Kyne's successor is his ineffectual and embittered son Walter (Price) who attempts to assert his authority by offering the newly created position of Executive Director to whichever of the three is the first to solve the "Lipstick killings" currently gripping the city. Mobley finds his experience as an investigative reporter suddenly in demand but his real interest lies in persuading longtime fiancee Nancy to marry him.
It's Andrews as Mobley who waters down what should be a heady brew of politics and passion. Never the most expressive of actors, by middle age he had hardened into a piece of wood more solid than a giant Californian Redwood.
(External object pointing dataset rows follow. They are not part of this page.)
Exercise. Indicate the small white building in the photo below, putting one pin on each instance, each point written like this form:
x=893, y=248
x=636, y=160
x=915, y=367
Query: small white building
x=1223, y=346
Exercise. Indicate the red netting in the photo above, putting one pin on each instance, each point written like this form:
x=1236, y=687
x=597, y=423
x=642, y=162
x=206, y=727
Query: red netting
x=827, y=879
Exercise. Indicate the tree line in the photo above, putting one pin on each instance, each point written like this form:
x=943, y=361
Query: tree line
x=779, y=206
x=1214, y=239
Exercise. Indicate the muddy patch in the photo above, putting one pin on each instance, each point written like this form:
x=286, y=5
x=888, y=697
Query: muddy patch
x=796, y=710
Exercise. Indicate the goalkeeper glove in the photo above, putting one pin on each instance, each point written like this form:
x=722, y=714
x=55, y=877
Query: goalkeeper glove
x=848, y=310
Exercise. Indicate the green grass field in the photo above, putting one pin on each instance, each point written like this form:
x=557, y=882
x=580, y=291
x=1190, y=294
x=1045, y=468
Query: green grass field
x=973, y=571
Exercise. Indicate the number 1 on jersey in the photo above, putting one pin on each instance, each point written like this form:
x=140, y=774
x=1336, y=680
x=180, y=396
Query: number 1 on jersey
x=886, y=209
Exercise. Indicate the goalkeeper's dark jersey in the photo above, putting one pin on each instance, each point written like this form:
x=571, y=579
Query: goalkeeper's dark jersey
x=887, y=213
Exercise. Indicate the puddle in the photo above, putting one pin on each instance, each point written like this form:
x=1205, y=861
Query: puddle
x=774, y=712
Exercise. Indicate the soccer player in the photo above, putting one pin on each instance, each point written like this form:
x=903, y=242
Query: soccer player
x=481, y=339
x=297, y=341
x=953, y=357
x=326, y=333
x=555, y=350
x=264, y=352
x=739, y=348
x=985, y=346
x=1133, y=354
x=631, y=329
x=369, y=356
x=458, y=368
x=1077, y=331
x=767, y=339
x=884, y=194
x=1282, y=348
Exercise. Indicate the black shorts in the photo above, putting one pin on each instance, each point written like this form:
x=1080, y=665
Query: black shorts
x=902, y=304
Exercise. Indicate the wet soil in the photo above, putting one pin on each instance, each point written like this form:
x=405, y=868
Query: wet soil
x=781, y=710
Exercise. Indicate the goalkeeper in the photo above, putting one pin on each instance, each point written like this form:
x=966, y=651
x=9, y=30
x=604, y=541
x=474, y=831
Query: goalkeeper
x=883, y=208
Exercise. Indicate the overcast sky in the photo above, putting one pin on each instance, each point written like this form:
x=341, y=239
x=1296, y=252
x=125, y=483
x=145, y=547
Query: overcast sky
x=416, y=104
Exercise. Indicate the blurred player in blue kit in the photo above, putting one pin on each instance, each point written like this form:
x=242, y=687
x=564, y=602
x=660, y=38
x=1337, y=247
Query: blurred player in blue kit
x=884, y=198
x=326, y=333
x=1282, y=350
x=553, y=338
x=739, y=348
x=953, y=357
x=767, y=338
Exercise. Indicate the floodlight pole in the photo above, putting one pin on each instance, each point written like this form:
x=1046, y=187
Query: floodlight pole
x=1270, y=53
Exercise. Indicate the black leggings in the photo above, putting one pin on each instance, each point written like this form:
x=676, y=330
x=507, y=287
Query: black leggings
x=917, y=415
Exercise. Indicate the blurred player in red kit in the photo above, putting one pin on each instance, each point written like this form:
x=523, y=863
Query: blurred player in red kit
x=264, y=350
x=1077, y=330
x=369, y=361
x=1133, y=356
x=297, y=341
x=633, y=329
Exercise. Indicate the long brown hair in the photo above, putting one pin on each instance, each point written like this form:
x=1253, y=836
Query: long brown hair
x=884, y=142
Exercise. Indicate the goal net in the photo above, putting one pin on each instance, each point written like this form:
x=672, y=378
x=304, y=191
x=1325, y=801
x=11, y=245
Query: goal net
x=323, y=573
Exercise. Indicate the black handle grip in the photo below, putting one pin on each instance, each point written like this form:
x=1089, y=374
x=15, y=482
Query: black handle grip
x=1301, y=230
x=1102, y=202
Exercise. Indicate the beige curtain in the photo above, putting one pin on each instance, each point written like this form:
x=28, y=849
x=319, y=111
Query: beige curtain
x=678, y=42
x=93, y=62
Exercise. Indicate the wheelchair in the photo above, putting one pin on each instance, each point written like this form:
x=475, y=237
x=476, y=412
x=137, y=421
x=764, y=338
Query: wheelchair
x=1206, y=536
Clearly this unflappable dependability was seen as an asset by the studios which continued to cast him in leading man roles for two decades, but he comes across as dull and bloodless.
There's no sense of genuine passion behind his constant professions of love and (shock, horror!) lust for young Nancy and one wonders what on earth she sees in this dull middle aged man. Surely she can foresee the boring life of fetching his pipe and slippers that stretches ahead of her should she yield to his entreaties.
Andrews plodding style sucks much of the life and sparkle out of the story and out of his fellow actors' enthusiasm for their parts. They turn in perfectly adequate performances but none of them give the film anything close to everything they've got. It's a B-list effort from Lang as well whose penultimate Hollywood film this was.
I stuck with WHILE THE CITY SLEEPS out of affection for Lang's previous work, and he succeeded in holding my attention but at the end of it all I was left thinking of what could have been.